Identifying gene regulatory modules of heat shock response in yeast
1 Department of Evolution and Ecology, University of Chicago, 1101 East 57th Street, Chicago, IL, 60637, USA
2 Research Center for Biodiversity and Genomics Research Center, Academia Sinica, Taipei, Taiwan
BMC Genomics 2008, 9:439 doi:10.1186/1471-2164-9-439Published: 23 September 2008
A gene regulatory module (GRM) is a set of genes that is regulated by the same set of transcription factors (TFs). By organizing the genome into GRMs, a living cell can coordinate the activities of many genes in response to various internal and external stimuli. Therefore, identifying GRMs is helpful for understanding gene regulation.

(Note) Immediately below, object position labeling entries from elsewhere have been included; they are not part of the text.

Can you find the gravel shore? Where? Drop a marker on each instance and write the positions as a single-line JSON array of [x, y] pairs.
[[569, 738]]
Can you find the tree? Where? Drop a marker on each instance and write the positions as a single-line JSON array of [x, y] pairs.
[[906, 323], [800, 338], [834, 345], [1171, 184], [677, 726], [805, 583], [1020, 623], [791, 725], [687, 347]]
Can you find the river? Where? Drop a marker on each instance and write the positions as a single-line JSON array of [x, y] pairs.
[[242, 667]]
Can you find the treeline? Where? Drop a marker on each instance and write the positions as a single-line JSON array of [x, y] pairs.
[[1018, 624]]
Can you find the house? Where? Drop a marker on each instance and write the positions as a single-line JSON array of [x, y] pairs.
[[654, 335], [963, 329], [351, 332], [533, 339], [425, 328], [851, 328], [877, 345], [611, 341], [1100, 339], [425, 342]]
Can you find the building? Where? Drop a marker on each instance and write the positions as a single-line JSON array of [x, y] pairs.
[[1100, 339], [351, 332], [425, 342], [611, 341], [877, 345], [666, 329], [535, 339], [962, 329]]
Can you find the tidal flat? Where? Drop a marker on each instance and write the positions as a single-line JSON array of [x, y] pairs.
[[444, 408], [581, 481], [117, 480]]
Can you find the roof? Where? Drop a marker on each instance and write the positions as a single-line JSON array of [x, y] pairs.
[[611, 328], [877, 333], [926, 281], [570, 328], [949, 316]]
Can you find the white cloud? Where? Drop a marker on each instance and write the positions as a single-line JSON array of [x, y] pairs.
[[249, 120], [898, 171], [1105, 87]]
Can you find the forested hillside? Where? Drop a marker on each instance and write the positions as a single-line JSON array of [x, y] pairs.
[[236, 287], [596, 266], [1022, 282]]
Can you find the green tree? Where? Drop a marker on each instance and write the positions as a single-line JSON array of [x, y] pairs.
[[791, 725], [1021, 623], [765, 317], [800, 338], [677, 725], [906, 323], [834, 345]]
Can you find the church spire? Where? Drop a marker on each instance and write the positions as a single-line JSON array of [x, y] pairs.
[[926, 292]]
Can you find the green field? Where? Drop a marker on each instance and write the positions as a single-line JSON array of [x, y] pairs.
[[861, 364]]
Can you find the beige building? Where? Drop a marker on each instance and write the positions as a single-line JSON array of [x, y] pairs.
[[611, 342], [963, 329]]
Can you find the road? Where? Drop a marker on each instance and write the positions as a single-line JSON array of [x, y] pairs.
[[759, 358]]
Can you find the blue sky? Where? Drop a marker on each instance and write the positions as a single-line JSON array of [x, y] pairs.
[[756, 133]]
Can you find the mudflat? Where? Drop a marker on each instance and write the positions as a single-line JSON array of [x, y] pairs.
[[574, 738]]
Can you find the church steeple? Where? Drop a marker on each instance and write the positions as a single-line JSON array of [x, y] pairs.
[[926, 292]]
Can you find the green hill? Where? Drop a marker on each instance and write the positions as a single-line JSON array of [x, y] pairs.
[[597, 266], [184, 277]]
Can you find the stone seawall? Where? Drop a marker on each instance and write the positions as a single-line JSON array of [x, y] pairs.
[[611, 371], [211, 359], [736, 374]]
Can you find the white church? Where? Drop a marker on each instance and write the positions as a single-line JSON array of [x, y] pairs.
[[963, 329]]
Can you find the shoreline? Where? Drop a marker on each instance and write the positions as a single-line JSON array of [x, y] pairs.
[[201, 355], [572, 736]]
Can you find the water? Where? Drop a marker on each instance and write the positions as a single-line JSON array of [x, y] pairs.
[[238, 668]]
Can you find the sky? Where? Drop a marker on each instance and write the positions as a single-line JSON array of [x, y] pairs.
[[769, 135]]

Integrating transcription factor binding site (TFBS), mutant, ChIP-chip, and heat shock time series gene expression data, we develop a method, called Heat-Inducible Module Identification Algorithm (HIMIA), for reconstructing GRMs of yeast heat shock response. Unlike previous module inference tools which are static statistics-based methods, HIMIA is a dynamic system model-based method that utilizes the dynamic nature of time series gene expression data. HIMIA identifies 29 GRMs, which in total contain 182 heat-inducible genes regulated by 12 heat-responsive TFs. Using various types of published data, we validate the biological relevance of the identified GRMs. Our analysis suggests that different combinations of a fairly small number of heat-responsive TFs regulate a large number of genes involved in heat shock response and that there may exist crosstalk between heat shock response and other cellular processes. Using HIMIA, we identify 68 uncharacterized genes that may be involved in heat shock response and we also identify their plausible heat-responsive regulators. Furthermore, HIMIA is capable of assigning the regulatory roles of the TFs that regulate GRMs and Cst6, Hsf1, Msn2, Msn4, and Yap1 are found to be activators of several GRMs. In addition, HIMIA refines two clusters of genes involved in heat shock response and provides a better understanding of how the complex expression program of heat shock response is regulated. Finally, we show that HIMIA outperforms four current module inference tools (GRAM, MOFA, ReMoDisvovery, and SAMBA), and we conduct two randomization tests to show that the output of HIMIA is statistically meaningful.
HIMIA is effective for reconstructing GRMs of yeast heat shock response. Indeed, many of the reconstructed GRMs are in agreement with previous studies. Further, HIMIA predicts several interesting new modules and novel TF combinations. Our study shows that integrating multiple types of data is a powerful approach to studying complex biological systems.